Etant donnés le « suivisme » auquel la France nous a accoutumés depuis des décennies, les jugements subjectifs évoqués ci-dessus, et surtout le manque total de prise en compte des informations objectives, on peut craindre que se dessine chez nous un courant d’opinion favorable au maintien toute l’année de l’heure d’été actuelle (heure réelle +2h) et que nos dirigeants se croient obligés d’imiter nos voisins allemands si ceux-ci décident dans ce sens. Or cette solution serait dix fois pire que le mal présent. L’avancement de 2h, déjà nuisible en été, ferait connaître en hiver toute l’étendue de sa malfaisance. Peu de gens sont conscients de ce que notre heure officielle d’été est décalée de 2h par rapport à la réalité et sont donc en mesure d’en imaginer les effets en hiver. Ils voient seulement que la nuit tomberait une heure plus tard, sans se représenter les conséquences de ce que cette heure leur serait volée le matin. Cela signifierait qu’ils se lèveraient (en moyenne) à 5h réelles, dans la nuit noire, et que jusqu’à 10h du matin (soit 8 heures réelles) au moins, il faudrait affronter l’obscurité et le froid : éclairages allumés, circulation aux phares ; les écoliers entreraient à l’école à 6h30 (6h en Bretagne) et passeraient la matinée à y attendre le lever du jour, les travaux d’extérieur seraient quasiment impossibles avant 10h, etc. ; et quand ils quitteraient leur travail, il ferait nuit de toute façon… Et, comme mentionné plus haut, seule la France serait à ce régime, les autres pays de notre fuseau horaire ayant opté pour heure réelle + 1.

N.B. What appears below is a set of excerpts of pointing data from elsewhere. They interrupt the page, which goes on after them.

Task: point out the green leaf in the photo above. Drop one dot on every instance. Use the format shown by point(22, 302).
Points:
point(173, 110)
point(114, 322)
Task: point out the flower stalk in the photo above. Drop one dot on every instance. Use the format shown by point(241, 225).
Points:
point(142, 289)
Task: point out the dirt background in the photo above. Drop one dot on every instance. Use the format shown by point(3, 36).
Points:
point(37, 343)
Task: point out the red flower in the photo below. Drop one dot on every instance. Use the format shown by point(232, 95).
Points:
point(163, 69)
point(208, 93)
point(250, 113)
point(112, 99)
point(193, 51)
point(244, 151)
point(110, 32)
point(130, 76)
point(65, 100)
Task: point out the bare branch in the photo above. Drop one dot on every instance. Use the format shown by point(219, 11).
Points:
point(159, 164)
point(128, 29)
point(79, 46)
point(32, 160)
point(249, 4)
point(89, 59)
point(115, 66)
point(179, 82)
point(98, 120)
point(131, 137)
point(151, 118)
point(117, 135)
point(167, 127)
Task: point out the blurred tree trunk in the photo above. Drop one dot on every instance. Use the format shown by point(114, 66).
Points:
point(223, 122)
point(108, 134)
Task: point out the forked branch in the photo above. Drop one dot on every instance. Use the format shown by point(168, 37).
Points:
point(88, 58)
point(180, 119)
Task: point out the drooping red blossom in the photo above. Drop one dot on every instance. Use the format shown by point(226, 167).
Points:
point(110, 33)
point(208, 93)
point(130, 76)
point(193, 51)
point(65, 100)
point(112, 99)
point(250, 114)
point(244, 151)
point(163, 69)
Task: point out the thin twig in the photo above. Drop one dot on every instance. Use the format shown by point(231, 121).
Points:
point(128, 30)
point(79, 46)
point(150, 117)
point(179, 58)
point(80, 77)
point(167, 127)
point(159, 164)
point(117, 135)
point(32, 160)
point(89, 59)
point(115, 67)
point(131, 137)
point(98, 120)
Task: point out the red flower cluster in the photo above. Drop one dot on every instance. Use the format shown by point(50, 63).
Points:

Au début de ce texte nous avons qualifié de burlesque le traitement de cette question au niveau européen. Pour ce qui concerne son traitement au sein de l’Hexagone il serait plus adéquatement qualifié d’ubuesque. En effet, si nous résumons : la marche vers l’abrogation du changement d’heure va bon train, suite à un prétendu « référendum » des citoyens européens (à qui on n’a jamais demandé leur avis pour l’instaurer). Nos gouvernants attendent l’autorisation des instances de l’UE pour supprimer l’heure d’été, alors que ces dernières n’ont jamais rien édicté en la matière sauf de changer le même jour (ce qui sous-entend le droit de ne pas changer).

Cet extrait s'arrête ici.